Rocky

A Film Review by Roger Crow

United States, 1976

Cast: Sylvester Stallone, Carl Weathers, Talia Shire, Burgess Meredith
Director: John G Avildsen
Screenplay: Sylvester Stallone
Music: Bill Conti

"Everyone who ever wrote a film hates Sylvester Stallone most of all," remarks Richard Curtis, the man behind Four Weddings and Notting Hill. "Apparently, he locked himself in a room for three days and wrote Rocky, the first one, which is a marvellous script and an excellent movie. But mostly, things don't happen that way. Writing a film script is a stupidly long process, and for everyone except Sylvester, a pretty agonising one."

Curtis is being a little unfair because its unlikely that Sly just at down at his typewriter for three days and an Oscar-winning script suddenly appeared.

Back in 1976, few people gave him the time of day. He was a relative unknown who made a living from bit parts. The Italian Stallion had popped up as a thug in Woody Allen's Bananas and as the main villain in low-budget classic Death Race 2000.

He'd also made a few films more at home on late night Channel 5, but the less said about them, the better. Sly was the perfect example of the American dream. An everyday Joe who suffered from Bells palsy, hence the slight disfigurement to his face. He knew that if he ever wanted to hit the big time, it was going to take more than just starring as a thug in a series of hit and miss movies. If he could prove himself as a scriptwriter and eventual director, then he would have enough power to put his vision on screen.

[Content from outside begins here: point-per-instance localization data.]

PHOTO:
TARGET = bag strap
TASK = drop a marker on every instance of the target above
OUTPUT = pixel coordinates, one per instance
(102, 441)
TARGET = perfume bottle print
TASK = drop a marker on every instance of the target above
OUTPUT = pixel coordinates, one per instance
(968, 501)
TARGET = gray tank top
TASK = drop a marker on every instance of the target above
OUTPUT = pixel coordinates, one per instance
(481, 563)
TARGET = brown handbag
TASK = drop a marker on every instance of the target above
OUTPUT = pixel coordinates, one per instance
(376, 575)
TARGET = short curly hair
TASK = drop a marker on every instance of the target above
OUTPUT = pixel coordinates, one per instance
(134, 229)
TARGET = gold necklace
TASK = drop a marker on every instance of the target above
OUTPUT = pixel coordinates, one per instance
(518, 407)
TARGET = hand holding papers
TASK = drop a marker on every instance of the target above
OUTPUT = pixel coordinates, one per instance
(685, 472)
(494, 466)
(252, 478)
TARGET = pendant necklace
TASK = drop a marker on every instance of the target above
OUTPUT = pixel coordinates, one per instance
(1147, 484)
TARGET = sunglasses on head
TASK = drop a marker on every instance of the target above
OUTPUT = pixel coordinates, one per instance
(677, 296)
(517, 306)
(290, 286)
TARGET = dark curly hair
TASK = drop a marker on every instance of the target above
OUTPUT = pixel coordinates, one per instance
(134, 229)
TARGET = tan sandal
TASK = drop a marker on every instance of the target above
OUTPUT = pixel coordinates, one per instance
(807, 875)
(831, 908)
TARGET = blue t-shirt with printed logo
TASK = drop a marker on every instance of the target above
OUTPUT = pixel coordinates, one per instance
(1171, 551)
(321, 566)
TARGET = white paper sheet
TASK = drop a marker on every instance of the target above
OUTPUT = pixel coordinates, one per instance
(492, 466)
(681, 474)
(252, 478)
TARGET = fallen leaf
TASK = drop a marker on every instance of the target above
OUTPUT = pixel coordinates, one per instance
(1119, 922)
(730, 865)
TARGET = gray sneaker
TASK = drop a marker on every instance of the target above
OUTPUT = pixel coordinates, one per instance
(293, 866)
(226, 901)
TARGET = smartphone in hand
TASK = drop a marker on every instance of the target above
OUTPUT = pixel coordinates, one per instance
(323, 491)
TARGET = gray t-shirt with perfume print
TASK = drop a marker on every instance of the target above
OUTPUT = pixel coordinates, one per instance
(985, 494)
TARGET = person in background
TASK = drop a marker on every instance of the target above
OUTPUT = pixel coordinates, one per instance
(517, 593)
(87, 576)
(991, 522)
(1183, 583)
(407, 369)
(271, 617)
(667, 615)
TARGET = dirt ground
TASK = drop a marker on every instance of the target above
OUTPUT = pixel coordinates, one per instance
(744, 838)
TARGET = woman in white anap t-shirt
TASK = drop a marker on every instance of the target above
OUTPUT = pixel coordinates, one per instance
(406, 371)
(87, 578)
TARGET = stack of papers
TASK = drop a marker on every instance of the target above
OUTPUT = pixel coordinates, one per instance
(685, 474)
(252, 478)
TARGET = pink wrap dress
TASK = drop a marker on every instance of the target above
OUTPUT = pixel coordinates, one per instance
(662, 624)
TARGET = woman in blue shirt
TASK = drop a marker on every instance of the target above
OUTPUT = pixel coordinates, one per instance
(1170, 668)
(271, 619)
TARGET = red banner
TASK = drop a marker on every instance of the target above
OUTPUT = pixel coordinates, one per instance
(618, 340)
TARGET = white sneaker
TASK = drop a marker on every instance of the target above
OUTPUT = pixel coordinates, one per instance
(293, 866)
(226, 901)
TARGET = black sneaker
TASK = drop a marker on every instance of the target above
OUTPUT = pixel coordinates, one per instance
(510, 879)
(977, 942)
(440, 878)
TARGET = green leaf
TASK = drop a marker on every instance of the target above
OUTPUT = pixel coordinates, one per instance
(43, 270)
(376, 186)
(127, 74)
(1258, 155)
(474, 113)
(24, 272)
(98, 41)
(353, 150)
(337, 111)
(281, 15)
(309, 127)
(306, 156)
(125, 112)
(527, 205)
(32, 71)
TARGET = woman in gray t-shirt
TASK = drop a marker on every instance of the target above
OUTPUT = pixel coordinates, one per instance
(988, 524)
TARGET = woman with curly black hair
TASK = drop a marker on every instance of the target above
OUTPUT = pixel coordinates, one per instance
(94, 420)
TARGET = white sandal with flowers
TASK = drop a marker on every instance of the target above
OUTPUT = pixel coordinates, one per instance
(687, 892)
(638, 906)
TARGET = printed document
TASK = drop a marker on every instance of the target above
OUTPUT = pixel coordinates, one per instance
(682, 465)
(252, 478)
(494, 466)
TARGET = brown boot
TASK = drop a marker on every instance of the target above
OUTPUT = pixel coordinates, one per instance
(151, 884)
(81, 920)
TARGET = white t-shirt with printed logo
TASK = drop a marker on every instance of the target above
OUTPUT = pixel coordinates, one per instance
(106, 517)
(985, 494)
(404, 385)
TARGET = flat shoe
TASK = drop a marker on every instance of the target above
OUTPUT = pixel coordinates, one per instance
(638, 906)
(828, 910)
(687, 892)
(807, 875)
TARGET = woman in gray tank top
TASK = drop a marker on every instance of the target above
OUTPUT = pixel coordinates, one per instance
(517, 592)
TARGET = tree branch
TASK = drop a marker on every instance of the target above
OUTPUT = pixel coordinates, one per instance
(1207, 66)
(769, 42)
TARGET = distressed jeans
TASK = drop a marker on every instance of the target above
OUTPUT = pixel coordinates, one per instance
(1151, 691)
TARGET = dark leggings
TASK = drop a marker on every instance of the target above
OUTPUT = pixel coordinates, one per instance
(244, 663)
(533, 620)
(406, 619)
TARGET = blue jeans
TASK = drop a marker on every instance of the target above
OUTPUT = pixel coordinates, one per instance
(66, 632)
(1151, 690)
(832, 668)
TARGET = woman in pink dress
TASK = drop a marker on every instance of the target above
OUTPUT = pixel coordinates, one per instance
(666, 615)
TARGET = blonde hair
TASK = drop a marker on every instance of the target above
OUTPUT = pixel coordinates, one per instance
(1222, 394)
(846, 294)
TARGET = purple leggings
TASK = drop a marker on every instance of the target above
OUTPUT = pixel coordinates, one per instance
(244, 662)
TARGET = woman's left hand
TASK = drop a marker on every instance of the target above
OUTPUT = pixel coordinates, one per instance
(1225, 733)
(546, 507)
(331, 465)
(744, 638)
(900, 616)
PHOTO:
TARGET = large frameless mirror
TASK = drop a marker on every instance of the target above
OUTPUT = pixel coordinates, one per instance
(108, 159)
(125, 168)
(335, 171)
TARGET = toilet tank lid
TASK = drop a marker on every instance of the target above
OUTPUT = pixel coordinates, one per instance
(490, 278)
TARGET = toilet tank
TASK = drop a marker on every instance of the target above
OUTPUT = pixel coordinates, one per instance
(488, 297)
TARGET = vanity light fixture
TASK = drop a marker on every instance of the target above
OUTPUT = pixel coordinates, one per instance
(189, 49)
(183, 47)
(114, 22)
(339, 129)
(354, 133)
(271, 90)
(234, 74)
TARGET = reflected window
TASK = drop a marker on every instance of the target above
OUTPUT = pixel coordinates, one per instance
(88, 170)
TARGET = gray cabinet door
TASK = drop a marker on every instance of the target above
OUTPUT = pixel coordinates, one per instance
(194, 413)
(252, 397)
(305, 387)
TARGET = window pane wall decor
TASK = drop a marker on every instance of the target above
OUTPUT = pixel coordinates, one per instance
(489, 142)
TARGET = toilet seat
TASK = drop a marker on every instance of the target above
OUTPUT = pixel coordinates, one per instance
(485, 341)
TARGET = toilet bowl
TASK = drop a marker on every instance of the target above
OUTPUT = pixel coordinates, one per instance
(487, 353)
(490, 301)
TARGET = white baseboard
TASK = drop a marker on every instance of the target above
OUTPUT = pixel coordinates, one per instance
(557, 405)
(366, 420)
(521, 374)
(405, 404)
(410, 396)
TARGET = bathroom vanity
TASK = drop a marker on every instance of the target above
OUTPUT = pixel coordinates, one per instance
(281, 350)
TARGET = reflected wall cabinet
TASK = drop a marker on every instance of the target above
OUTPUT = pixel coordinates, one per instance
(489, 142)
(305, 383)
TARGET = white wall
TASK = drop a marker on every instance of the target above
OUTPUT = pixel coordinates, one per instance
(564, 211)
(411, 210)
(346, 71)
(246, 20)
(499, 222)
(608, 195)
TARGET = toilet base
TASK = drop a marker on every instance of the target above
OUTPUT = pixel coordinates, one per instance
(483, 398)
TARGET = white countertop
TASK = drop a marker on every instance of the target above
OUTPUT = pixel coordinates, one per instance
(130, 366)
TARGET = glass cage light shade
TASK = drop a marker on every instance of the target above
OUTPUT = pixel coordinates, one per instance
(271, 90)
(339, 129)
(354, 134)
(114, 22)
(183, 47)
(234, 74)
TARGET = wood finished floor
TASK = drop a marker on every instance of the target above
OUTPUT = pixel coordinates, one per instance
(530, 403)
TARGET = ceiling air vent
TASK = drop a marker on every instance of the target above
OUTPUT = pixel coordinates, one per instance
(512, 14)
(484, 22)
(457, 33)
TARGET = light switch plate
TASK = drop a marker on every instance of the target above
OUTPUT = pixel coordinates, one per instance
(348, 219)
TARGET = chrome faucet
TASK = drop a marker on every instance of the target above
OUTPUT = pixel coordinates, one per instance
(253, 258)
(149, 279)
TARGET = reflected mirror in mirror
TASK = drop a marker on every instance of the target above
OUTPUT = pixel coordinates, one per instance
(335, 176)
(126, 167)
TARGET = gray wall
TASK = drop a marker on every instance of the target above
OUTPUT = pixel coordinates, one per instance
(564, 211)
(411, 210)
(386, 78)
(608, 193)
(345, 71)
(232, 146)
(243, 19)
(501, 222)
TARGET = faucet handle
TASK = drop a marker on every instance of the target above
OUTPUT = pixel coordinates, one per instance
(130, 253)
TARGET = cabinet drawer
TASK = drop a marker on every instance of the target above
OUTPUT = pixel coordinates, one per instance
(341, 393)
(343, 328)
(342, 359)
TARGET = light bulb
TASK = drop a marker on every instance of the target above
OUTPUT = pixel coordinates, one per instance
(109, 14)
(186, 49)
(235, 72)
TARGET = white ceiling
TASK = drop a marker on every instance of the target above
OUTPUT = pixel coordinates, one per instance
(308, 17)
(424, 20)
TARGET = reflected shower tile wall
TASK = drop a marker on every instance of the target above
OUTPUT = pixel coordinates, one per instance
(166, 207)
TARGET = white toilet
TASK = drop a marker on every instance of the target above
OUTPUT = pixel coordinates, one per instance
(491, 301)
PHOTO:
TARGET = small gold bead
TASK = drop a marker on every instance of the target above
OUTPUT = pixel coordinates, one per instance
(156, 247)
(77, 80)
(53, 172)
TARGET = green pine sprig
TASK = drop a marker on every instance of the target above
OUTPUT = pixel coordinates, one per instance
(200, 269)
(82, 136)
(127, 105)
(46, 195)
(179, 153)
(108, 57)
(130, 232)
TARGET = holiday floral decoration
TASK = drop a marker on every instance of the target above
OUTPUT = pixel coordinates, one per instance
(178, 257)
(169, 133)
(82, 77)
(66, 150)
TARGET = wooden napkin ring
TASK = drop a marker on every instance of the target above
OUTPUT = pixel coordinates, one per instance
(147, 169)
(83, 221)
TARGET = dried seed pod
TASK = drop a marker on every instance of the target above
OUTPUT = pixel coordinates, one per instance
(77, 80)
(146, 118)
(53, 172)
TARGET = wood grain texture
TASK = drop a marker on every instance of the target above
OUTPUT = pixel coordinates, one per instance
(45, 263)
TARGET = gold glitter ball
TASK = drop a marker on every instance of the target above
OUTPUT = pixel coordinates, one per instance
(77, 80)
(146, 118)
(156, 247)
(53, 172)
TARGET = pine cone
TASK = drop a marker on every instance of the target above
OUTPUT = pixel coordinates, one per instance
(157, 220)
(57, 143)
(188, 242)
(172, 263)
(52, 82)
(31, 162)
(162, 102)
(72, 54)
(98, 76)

And so Stallone knocked up his age-old tale of an underdog boxer getting a shot at the big time against impossible circumstances.

As with all such movies, there had to be a working class hero, a Ben Kenobi-style mentor (okay, this was a year before Star Wars was released but you get the picture). There also had to be a love interest who would give him the courage to go on when things looked bleak and a mighty opposition to flesh out the David and Goliath-style clash.

With Stallone naturally taking the title role, Burgess Meredith shrugged off his Penguin persona from the Batman series as crusty old trainer, Mickey; Francis Ford Coppola's sister Talia Shire - still basking in the glory of the first two Godfather movies - played love interest, Adrian and Carl Weathers made a formidable opponent for his role as Apollo Creed.

Rocky may be a boxing movie on the surface, but strip off the boxing gloves and change the setting and you could set the whole thing in a Roman arena and call it Gladiator or set it in the future and call it Rollerball.

Of all Stallone characters that would follow - John Rambo, Judge Dredd, Kit Whatisname from Daylight -Rocky Balboa is the template for all Sly heroes. A bit thick, not too well read but with a good heart and the ability to make his actions speak louder than his words.

Many Stallone offerings may leave you cold with their relentless politics - read between the lines in Rocky IV and Rambo and you may as well be watching an advert for a US party trying to get into office. However, its often worth suffering a bit of preaching as the protracted finale that is Rocky II can leave even a rabid anti-boxing fan slack of jaw with its superbly staged fight scenes.

By the Nineties, Sly grew tired of playing the same old one dimensional heroes and yearned for more high fibre roles instead of the candy floss he was being offered.

Which is why he made CopLand, the 1998 drama which found Sly putting on the pounds and proving that in case you never knew or had forgotten, yes he is quite a good actor and with moneymen keen to give him huge sums of cash to write, direct and star in most of the sequels, who can blame him for reheating the Rocky formula four times?